An Herausforderungen mangelt es nicht. Die Pandemie stellt uns auch deshalb vor unerwartete Belastungsproben, weil sie Verteilungskonflikte auslöst und verschärft. Krankenhäuser stoßen an ihre Grenzen – auch wegen eines drohenden Mangels an Intensivbetten, aber vor allem an Pflegepersonal. In Deutschland wie anderswo leiden Menschen unter den wirtschaftlichen Folgen der Einschränkungen. Nun ist noch die Frage nach der gerechten Verteilung von Impfstoffen hinzugekommen.Daraus resultieren insbesondere Fragen der Gerechtigkeit, wenn Menschen(-gruppen) in ihren Lebenswelten unterschiedlich stark von den Maßnahmen betroffen sind und deren Folgen zu tragen haben. Solche Fragen nach der Gerechtigkeit werden uns auf absehbare Zeit begleiten. Über die Belastungen der aktuellen Pandemie weit hinaus führt z. B. die sich beschleunigende Klimakrise dazu, dass immer mehr Menschen weltweit an Wasser- und Nahrungsmittelknappheit leiden. Unter sozialethischen Gesichtspunkten ist der Umgang mit dem Klimawandel und seinen Folgen eines der drängendsten Themen unserer Zeit. Nicht von ungefähr erinnert Papst Franziskus in der aktuellen Weltfriedensbotschaft erneut daran, dass Friede, Gerechtigkeit und Bewahrung der Schöpfung untrennbar miteinander verbunden sind.

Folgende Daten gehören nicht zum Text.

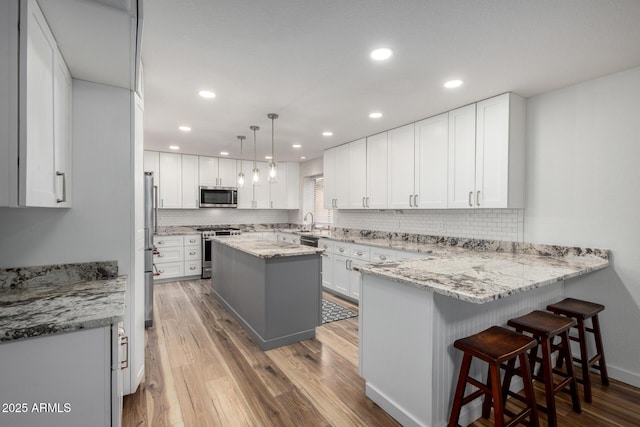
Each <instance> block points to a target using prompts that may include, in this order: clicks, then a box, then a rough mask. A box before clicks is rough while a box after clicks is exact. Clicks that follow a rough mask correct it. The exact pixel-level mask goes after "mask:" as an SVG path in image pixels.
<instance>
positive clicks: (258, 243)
mask: <svg viewBox="0 0 640 427" xmlns="http://www.w3.org/2000/svg"><path fill="white" fill-rule="evenodd" d="M212 240H213V241H216V242H219V243H222V244H223V245H227V246H229V247H232V248H234V249H237V250H239V251H242V252H246V253H248V254H250V255H253V256H256V257H259V258H280V257H291V256H301V255H314V254H321V253H322V252H323V250H322V249H319V248H314V247H311V246H302V245H298V244H295V243H289V242H282V241H277V240H271V239H264V238H259V237H254V236H251V235H250V234H246V235H245V234H243V235H240V236H216V237H214V238H212Z"/></svg>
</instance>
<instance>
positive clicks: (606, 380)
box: [547, 298, 609, 402]
mask: <svg viewBox="0 0 640 427" xmlns="http://www.w3.org/2000/svg"><path fill="white" fill-rule="evenodd" d="M547 310H549V311H551V312H553V313H556V314H559V315H562V316H567V317H570V318H573V319H576V320H577V325H576V326H575V328H577V329H578V337H577V338H576V337H570V339H571V340H572V341H577V342H578V343H579V344H580V357H579V358H577V357H572V358H567V359H566V360H567V361H568V362H569V361H571V360H573V361H575V362H577V363H579V364H580V366H581V368H582V378H581V379H578V382H581V383H582V384H583V385H584V400H585V401H587V402H591V401H592V400H593V398H592V394H591V377H590V376H589V369H590V368H592V367H593V368H594V369H597V370H599V371H600V380H601V381H602V384H603V385H605V386H607V385H609V374H608V373H607V363H606V361H605V358H604V346H603V344H602V334H601V333H600V321H599V320H598V313H600V312H601V311H603V310H604V305H602V304H597V303H593V302H590V301H583V300H579V299H575V298H565V299H564V300H562V301H560V302H557V303H555V304H549V305H548V306H547ZM589 319H591V328H588V327H587V326H586V325H585V321H586V320H589ZM587 332H591V333H592V334H593V338H594V341H595V344H596V354H595V355H594V356H593V357H592V358H591V359H589V356H588V354H587V337H586V335H587ZM568 364H569V363H568ZM560 366H562V358H559V359H558V367H560Z"/></svg>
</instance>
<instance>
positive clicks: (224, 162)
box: [218, 158, 238, 187]
mask: <svg viewBox="0 0 640 427" xmlns="http://www.w3.org/2000/svg"><path fill="white" fill-rule="evenodd" d="M218 185H219V186H221V187H237V186H238V176H237V174H236V160H234V159H223V158H219V159H218Z"/></svg>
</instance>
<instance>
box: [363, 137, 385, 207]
mask: <svg viewBox="0 0 640 427" xmlns="http://www.w3.org/2000/svg"><path fill="white" fill-rule="evenodd" d="M387 172H388V171H387V132H383V133H379V134H377V135H373V136H370V137H368V138H367V198H366V200H365V206H366V207H367V208H371V209H386V208H387V191H388V189H387V181H388V176H389V175H388V173H387Z"/></svg>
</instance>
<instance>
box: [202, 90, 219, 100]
mask: <svg viewBox="0 0 640 427" xmlns="http://www.w3.org/2000/svg"><path fill="white" fill-rule="evenodd" d="M198 95H200V96H201V97H203V98H207V99H211V98H215V97H216V94H215V93H213V92H211V91H210V90H201V91H200V92H198Z"/></svg>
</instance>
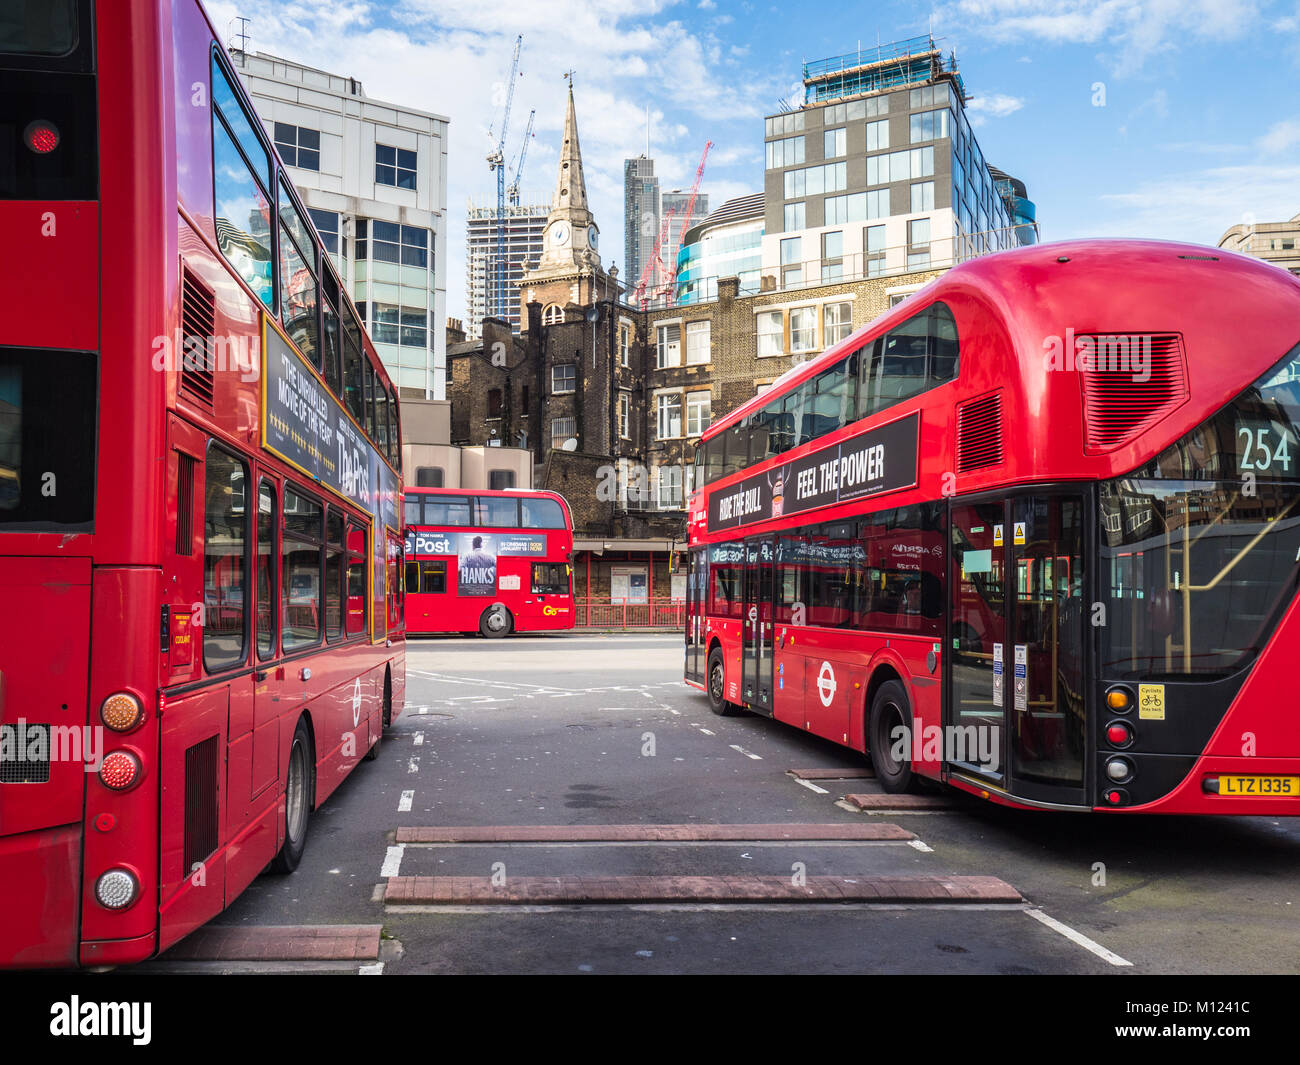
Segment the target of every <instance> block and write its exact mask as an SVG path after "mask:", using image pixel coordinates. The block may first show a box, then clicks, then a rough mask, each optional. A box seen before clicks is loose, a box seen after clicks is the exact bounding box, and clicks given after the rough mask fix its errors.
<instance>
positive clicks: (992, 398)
mask: <svg viewBox="0 0 1300 1065" xmlns="http://www.w3.org/2000/svg"><path fill="white" fill-rule="evenodd" d="M1001 462H1002V393H1000V391H995V393H989V394H988V395H982V397H980V398H979V399H971V401H970V402H967V403H962V404H961V406H959V407H958V408H957V472H958V473H965V472H967V471H970V469H983V468H984V467H985V466H997V464H998V463H1001Z"/></svg>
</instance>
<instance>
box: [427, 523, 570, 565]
mask: <svg viewBox="0 0 1300 1065" xmlns="http://www.w3.org/2000/svg"><path fill="white" fill-rule="evenodd" d="M487 538H489V540H495V541H497V557H498V558H500V557H502V555H525V557H529V555H537V557H541V555H545V554H546V533H537V534H536V536H495V537H487ZM406 550H407V555H408V557H412V555H454V554H456V547H455V546H454V537H452V533H446V532H428V531H425V529H407V538H406Z"/></svg>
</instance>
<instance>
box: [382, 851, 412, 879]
mask: <svg viewBox="0 0 1300 1065" xmlns="http://www.w3.org/2000/svg"><path fill="white" fill-rule="evenodd" d="M404 853H406V844H404V843H399V844H396V845H395V847H390V848H389V849H387V853H386V854H385V856H383V865H382V866H381V867H380V875H381V876H383V878H385V879H387V878H389V876H400V875H402V856H403V854H404Z"/></svg>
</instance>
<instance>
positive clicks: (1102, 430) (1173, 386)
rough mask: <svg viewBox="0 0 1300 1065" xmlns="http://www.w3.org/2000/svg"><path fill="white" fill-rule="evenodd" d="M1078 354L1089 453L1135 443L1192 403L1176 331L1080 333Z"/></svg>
mask: <svg viewBox="0 0 1300 1065" xmlns="http://www.w3.org/2000/svg"><path fill="white" fill-rule="evenodd" d="M1074 358H1075V365H1076V367H1078V369H1079V375H1080V377H1082V378H1083V427H1084V451H1087V453H1088V454H1092V455H1096V454H1101V453H1105V451H1114V450H1115V449H1117V447H1123V446H1125V445H1127V443H1132V441H1134V440H1136V438H1138V437H1139V436H1140V434H1141V433H1144V432H1145V430H1147V429H1149V428H1151V427H1152V425H1154V424H1156V423H1157V421H1160V420H1161V419H1162V417H1165V416H1166V415H1169V414H1170V412H1173V411H1174V410H1177V408H1178V407H1180V406H1182V404H1183V403H1184V402H1187V397H1188V391H1187V367H1186V362H1184V359H1183V343H1182V338H1180V337H1179V335H1178V334H1177V333H1113V334H1100V333H1099V334H1091V335H1078V337H1075V356H1074Z"/></svg>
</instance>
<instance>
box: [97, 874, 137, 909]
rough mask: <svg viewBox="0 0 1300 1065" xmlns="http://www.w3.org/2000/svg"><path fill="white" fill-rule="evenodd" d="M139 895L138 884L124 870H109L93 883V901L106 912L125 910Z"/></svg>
mask: <svg viewBox="0 0 1300 1065" xmlns="http://www.w3.org/2000/svg"><path fill="white" fill-rule="evenodd" d="M139 893H140V886H139V882H138V880H136V879H135V876H134V875H131V874H130V873H129V871H127V870H125V869H110V870H108V873H105V874H104V875H103V876H100V878H99V879H98V880H96V882H95V899H96V901H98V902H99V904H100V905H101V906H103V908H104V909H107V910H125V909H126V908H127V906H129V905H131V902H134V901H135V899H136V897H138V896H139Z"/></svg>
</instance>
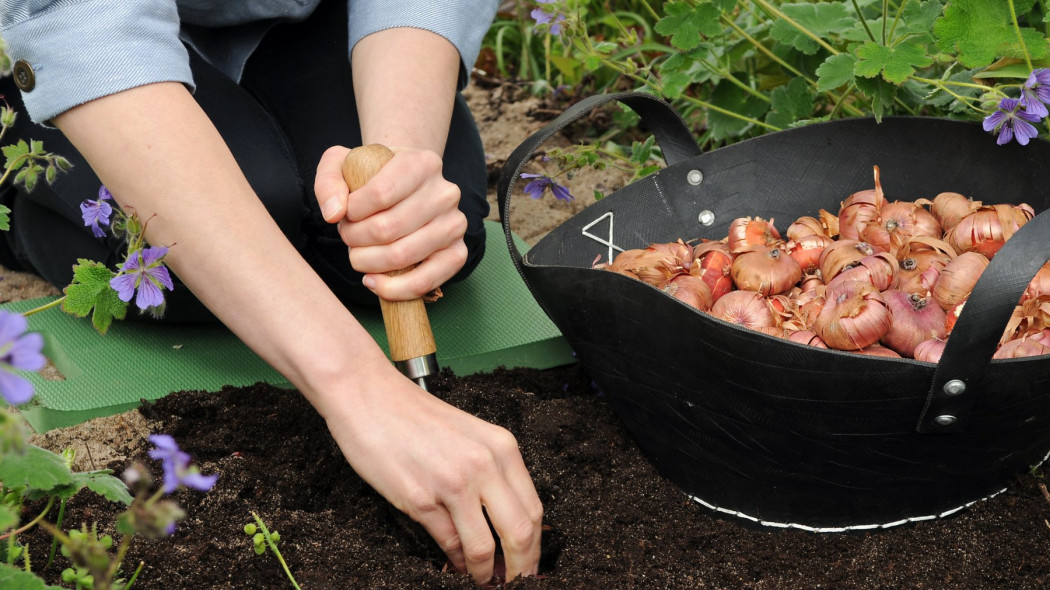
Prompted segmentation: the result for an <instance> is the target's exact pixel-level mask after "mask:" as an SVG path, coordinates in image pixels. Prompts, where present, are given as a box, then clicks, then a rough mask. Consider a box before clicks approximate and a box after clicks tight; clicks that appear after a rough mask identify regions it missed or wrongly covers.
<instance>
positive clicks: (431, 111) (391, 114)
mask: <svg viewBox="0 0 1050 590" xmlns="http://www.w3.org/2000/svg"><path fill="white" fill-rule="evenodd" d="M352 64H353V73H354V94H355V97H356V100H357V107H358V112H359V117H360V121H361V138H362V140H363V142H364V143H365V144H370V143H381V144H385V145H388V146H404V147H414V148H421V149H429V150H432V151H434V152H436V153H438V154H441V153H443V152H444V148H445V141H446V140H447V138H448V123H449V121H450V119H451V111H453V103H454V101H455V97H456V83H457V80H458V76H459V67H460V59H459V52H458V51H457V50H456V47H455V46H453V44H451V43H449V42H448V41H447V40H446V39H444V38H443V37H440V36H438V35H435V34H433V33H429V31H427V30H422V29H418V28H391V29H386V30H381V31H379V33H375V34H373V35H370V36H367V37H365V38H364V39H362V40H361V41H360V42H359V43H358V44H357V45H356V46H355V47H354V51H353V60H352Z"/></svg>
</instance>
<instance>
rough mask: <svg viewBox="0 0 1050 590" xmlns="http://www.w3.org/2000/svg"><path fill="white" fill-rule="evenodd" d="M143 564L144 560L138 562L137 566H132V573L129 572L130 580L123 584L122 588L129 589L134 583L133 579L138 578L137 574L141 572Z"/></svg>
mask: <svg viewBox="0 0 1050 590" xmlns="http://www.w3.org/2000/svg"><path fill="white" fill-rule="evenodd" d="M145 565H146V562H139V567H137V568H134V573H133V574H131V580H129V581H128V582H127V584H125V585H124V590H131V586H132V585H133V584H134V581H135V580H139V574H140V573H142V568H143V566H145Z"/></svg>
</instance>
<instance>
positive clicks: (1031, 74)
mask: <svg viewBox="0 0 1050 590" xmlns="http://www.w3.org/2000/svg"><path fill="white" fill-rule="evenodd" d="M1047 104H1050V68H1045V67H1044V68H1039V69H1033V70H1032V73H1031V75H1029V76H1028V81H1026V82H1025V84H1024V86H1022V87H1021V106H1023V107H1025V110H1026V111H1028V112H1030V113H1032V114H1034V115H1036V117H1038V118H1039V119H1042V118H1044V117H1046V115H1047V114H1050V111H1048V110H1047Z"/></svg>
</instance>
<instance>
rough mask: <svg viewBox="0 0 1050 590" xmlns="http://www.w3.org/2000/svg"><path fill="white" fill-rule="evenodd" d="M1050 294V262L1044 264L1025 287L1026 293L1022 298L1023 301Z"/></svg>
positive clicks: (1033, 298)
mask: <svg viewBox="0 0 1050 590" xmlns="http://www.w3.org/2000/svg"><path fill="white" fill-rule="evenodd" d="M1048 295H1050V262H1047V264H1045V265H1043V267H1042V268H1039V270H1038V272H1036V273H1035V276H1034V277H1032V280H1031V281H1030V282H1029V283H1028V287H1026V288H1025V295H1024V296H1023V297H1022V298H1021V300H1022V301H1027V300H1028V299H1035V298H1038V297H1045V296H1048Z"/></svg>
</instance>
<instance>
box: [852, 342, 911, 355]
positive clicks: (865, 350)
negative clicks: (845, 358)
mask: <svg viewBox="0 0 1050 590" xmlns="http://www.w3.org/2000/svg"><path fill="white" fill-rule="evenodd" d="M854 352H855V353H857V354H859V355H867V356H869V357H886V358H901V355H899V354H898V353H897V352H896V351H894V350H891V349H887V347H886V346H883V345H881V344H871V345H870V346H867V347H864V349H861V350H859V351H854Z"/></svg>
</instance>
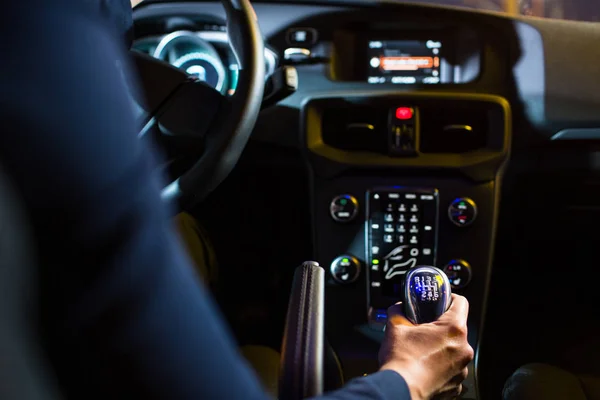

Als Teil der staatlichen Exekutive steht auch die Bundeswehr bei der Krisenbewältigung wortwörtlich an vorderster Front. Ihre Angehörigen sind insbesondere in die Pflicht genommen, in Krisenzeiten ethisch vertretbare Entscheidungen zu treffen. Das betrifft die Soldatinnen und Soldaten, welche im Rahmen der Bündnisverteidigung die Führung des NATO-Bataillons in Litauen übernommen haben, ebenso die im Rahmen der Amtshilfe im Inneren eingesetzten Soldatinnen und Soldaten, die das Gesundheitssystem nach Kräften unterstützen. Umso wichtiger ist es, dass die Staatsbürgerinnen und -bürger in Uniform eine Ausbildung erhalten, die auch ethische Fragen und Kompetenzen umfasst.
Das zebis hat in den vergangenen zehn Jahren durch verschiedene Formate die Möglichkeiten ethischer Bildung in der Bundeswehr vertieft und einschlägige Diskurse mit sachkundigen Wortmeldungen bereichert. Dazu beigetragen haben neben zahlreichen Fortbildungen, Vortrags- und Diskussionsveranstaltungen insbesondere das Didaktik-Portal und das E-Journal „Ethik und Militär“.
Für die geleistete Arbeit gilt der Leiterin des zebis, dem gesamten zebis-Team und allen, die das zebis auf diesem Weg begleitet und unterstützt haben, mein herzlicher Dank. Für die kommenden Jahre und Jahrzehnte wünsche ich dem zebis bei der Bewältigung der alltäglichen Arbeit mit ihren jeweiligen, sicher oft auch neuen Herausforderungen alles Gute und Gottes reichen Segen.